Officials additionally could not account for “hundreds and thousands of IDs” that had gone missing, including TSA security badges, airport identity badges, and officer identification.
“Everything you can imagine stolen, or missing, or unaccounted for,” Mica said. “Here we are in 2016, 15 years after 9/11, and we don’t know who’s going in and who’s going out. There’s no way to ensure it.”
John Roth, the Department of Homeland Security inspector general, provided a list of security flaws and inefficiencies in the TSA’s employee screening process.
In addition to still not having full access to the U.S. terror watch list, TSA is incapable of verifying employees’ criminal records.
“TSA is considerably challenged when it comes to verifying workers’ criminal histories and immigration status,” Roth said. “TSA does not recurrently vet airport workers’ criminal histories after they are initially cleared to work, but rely on individuals to self-report disqualifying crimes.”
Most employees do not follow this policy, he said.

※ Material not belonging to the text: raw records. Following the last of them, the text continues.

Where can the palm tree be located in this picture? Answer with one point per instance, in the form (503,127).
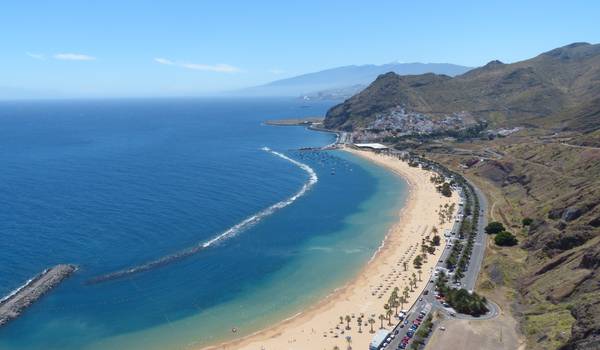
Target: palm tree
(402,300)
(349,340)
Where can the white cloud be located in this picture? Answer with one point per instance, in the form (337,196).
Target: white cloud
(37,56)
(163,61)
(219,68)
(73,57)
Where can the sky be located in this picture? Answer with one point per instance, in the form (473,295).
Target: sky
(130,48)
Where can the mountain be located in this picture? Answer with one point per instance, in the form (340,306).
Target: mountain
(350,78)
(545,172)
(561,85)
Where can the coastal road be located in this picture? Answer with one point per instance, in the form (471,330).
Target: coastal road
(468,282)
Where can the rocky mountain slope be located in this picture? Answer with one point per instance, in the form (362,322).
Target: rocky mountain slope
(558,87)
(548,170)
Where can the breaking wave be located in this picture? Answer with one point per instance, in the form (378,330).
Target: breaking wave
(231,232)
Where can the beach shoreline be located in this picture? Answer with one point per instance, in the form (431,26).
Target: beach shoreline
(319,326)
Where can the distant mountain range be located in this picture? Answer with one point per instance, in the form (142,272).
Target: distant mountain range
(560,87)
(343,82)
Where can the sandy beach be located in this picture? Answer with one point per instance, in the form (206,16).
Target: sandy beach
(319,326)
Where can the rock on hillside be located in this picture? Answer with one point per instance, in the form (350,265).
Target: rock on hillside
(559,87)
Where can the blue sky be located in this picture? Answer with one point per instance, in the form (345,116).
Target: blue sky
(177,48)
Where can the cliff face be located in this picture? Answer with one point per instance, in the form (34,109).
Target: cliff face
(556,184)
(547,89)
(550,173)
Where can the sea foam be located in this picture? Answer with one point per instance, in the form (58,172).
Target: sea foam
(229,233)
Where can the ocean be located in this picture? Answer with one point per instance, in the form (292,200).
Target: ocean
(188,218)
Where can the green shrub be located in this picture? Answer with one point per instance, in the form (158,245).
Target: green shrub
(494,227)
(527,221)
(505,239)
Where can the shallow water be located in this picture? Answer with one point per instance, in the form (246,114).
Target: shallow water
(111,185)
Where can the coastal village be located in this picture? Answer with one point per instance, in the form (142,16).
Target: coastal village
(399,121)
(392,303)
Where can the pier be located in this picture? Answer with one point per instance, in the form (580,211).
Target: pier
(12,305)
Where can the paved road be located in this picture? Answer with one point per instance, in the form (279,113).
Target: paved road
(468,282)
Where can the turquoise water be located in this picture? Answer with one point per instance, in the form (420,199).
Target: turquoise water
(111,185)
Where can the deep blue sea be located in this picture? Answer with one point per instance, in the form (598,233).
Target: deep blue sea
(109,185)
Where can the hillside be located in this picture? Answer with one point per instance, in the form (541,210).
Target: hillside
(345,81)
(556,88)
(547,170)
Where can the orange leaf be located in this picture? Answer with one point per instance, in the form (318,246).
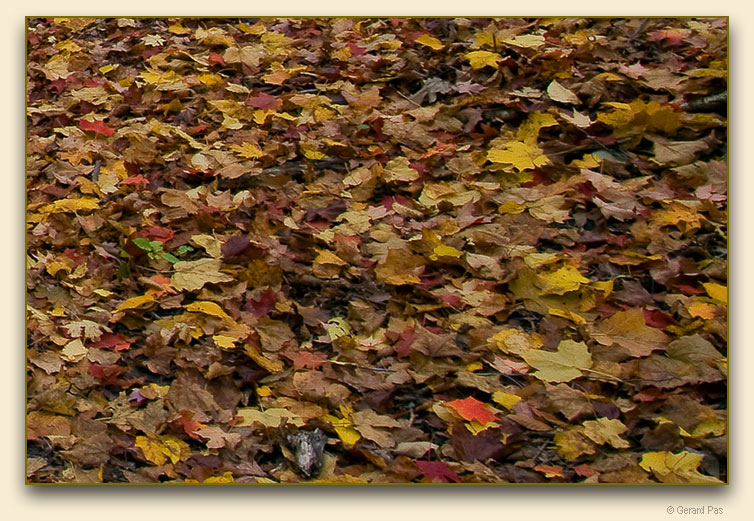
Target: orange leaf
(472,409)
(96,126)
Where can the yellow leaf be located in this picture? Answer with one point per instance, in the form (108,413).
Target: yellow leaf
(257,28)
(560,281)
(398,280)
(537,260)
(430,41)
(175,449)
(157,78)
(507,400)
(224,342)
(675,468)
(152,450)
(398,169)
(400,267)
(74,351)
(560,94)
(571,443)
(561,366)
(713,426)
(312,153)
(529,41)
(135,303)
(629,330)
(247,150)
(209,243)
(570,315)
(177,28)
(328,257)
(517,342)
(520,155)
(264,391)
(528,132)
(606,286)
(716,291)
(192,275)
(480,59)
(604,430)
(445,251)
(208,308)
(231,123)
(211,79)
(71,205)
(702,310)
(227,477)
(273,366)
(511,207)
(269,417)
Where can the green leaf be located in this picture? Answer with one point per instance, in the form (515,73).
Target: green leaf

“TSA cannot systematically determine whether individuals have been convicted of disqualifying crimes,” Roth said, noting that commercial airports also do not hold onto these records. “Due to the large workload involved, this inspection process looked at as few as one percent of all aviation workers applications.”
Additionally, the records TSA uses for vetting individuals is “not reliable, as it contains incomplete or inaccurate data,” Roth said.
At least 87,000 active aviation workers, or 10 percent of the total workforce, do not have social security numbers listed in their records, according to Roth.
An additional 75,000 active employee credentials listed the worker as a non-U.S. citizen but did not include passport numbers. Of that number, 14,000 workers also did not list an alien registration number, meaning they could potentially be undocumented.
“TSA did not have appropriate checks in place to reject records from such vetting,” Roth said. “Without complete and accurate info TSA risked credentialing and providing unescorted access to secure airport areas for a worker who could potentially harm the nation’s air transportation system.”